Amin juga berkata rencana itu akan rampung pada akhir Desember tahun ini sehingga Menteri Agama Fachrul Razi bisa meluncurkan buku tersebut secepatnya. “Isi buku itu sangat berorientasi pada moderasi beragama,” ujar Amin (tirto id,11/11).

Menanggapi hal tersebut, pengamat pendidikan Islam, Jejen Musfah mengatakan perubahan isi buku ajar agama itu harus memuat konten toleransi berbasis norma agama, sejarah Nabi dan sahabat. Toleransi berbasis praktik, baik yang merujuk pada kearifan lokal atau budaya Indonesia juga harus ditonjolkan (republika.co.id, 15/11)

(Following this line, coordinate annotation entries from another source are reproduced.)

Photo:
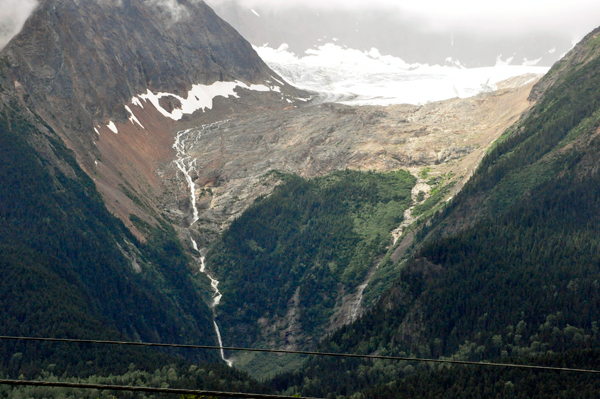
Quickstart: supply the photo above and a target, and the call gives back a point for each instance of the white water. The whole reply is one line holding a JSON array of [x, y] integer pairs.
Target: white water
[[186, 164], [361, 290], [184, 141], [214, 283]]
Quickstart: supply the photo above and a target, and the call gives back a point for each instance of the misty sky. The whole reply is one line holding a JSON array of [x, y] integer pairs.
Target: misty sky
[[13, 14], [499, 18]]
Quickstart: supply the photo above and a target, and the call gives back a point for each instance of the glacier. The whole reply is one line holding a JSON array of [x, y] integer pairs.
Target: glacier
[[357, 77]]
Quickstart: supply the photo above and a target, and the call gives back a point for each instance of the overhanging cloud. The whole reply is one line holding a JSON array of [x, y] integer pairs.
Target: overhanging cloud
[[13, 14], [508, 17]]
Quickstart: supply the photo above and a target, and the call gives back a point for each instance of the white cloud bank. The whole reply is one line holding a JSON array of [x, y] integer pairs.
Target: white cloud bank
[[575, 17], [369, 78], [13, 14]]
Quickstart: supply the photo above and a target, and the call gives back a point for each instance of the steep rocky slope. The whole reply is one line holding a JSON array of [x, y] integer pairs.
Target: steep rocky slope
[[508, 270], [440, 143], [69, 131], [79, 65]]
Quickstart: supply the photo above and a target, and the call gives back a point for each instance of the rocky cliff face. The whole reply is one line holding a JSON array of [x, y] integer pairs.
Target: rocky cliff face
[[80, 64]]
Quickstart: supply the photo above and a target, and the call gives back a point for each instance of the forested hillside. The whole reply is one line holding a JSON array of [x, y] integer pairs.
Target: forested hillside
[[509, 270], [71, 269], [293, 255]]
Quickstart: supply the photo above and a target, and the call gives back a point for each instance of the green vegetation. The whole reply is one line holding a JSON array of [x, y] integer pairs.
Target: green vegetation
[[308, 240], [176, 376], [510, 272], [66, 267]]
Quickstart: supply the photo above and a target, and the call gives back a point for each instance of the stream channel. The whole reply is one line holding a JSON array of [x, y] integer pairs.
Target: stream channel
[[185, 140]]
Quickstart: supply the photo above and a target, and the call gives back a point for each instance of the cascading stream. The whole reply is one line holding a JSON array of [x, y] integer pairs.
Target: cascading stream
[[186, 164]]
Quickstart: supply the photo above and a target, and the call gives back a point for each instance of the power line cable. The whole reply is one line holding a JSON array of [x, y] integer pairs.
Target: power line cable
[[330, 354], [144, 389]]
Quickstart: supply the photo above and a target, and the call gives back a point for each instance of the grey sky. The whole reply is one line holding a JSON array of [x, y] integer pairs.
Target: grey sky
[[503, 18], [13, 14]]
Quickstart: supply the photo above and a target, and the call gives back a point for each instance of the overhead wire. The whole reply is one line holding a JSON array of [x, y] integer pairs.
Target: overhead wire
[[310, 353], [145, 389]]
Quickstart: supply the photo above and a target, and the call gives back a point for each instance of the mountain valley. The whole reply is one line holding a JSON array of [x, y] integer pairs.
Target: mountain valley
[[160, 183]]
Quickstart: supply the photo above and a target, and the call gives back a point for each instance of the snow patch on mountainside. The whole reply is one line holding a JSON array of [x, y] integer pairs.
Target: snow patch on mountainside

Benar saja, Kemenag telah menepati janjinya dengan menerbitkan revisi buku-buku panduan pendidikan Agama Islam secara online, sebagai tindak lanjut moderasi dalam pendidikan Agama. Hal ini tentu saja memuaskan banyak pihak, terutama mereka yang memiliki harapan besar akan lahirnya kurikulum moderat khususnya bagi pesantren. Sehingga kurikulum dan kitab-kitab yang digunakan pesantren aman dari radikalisme. (republika.co.id, 15/11)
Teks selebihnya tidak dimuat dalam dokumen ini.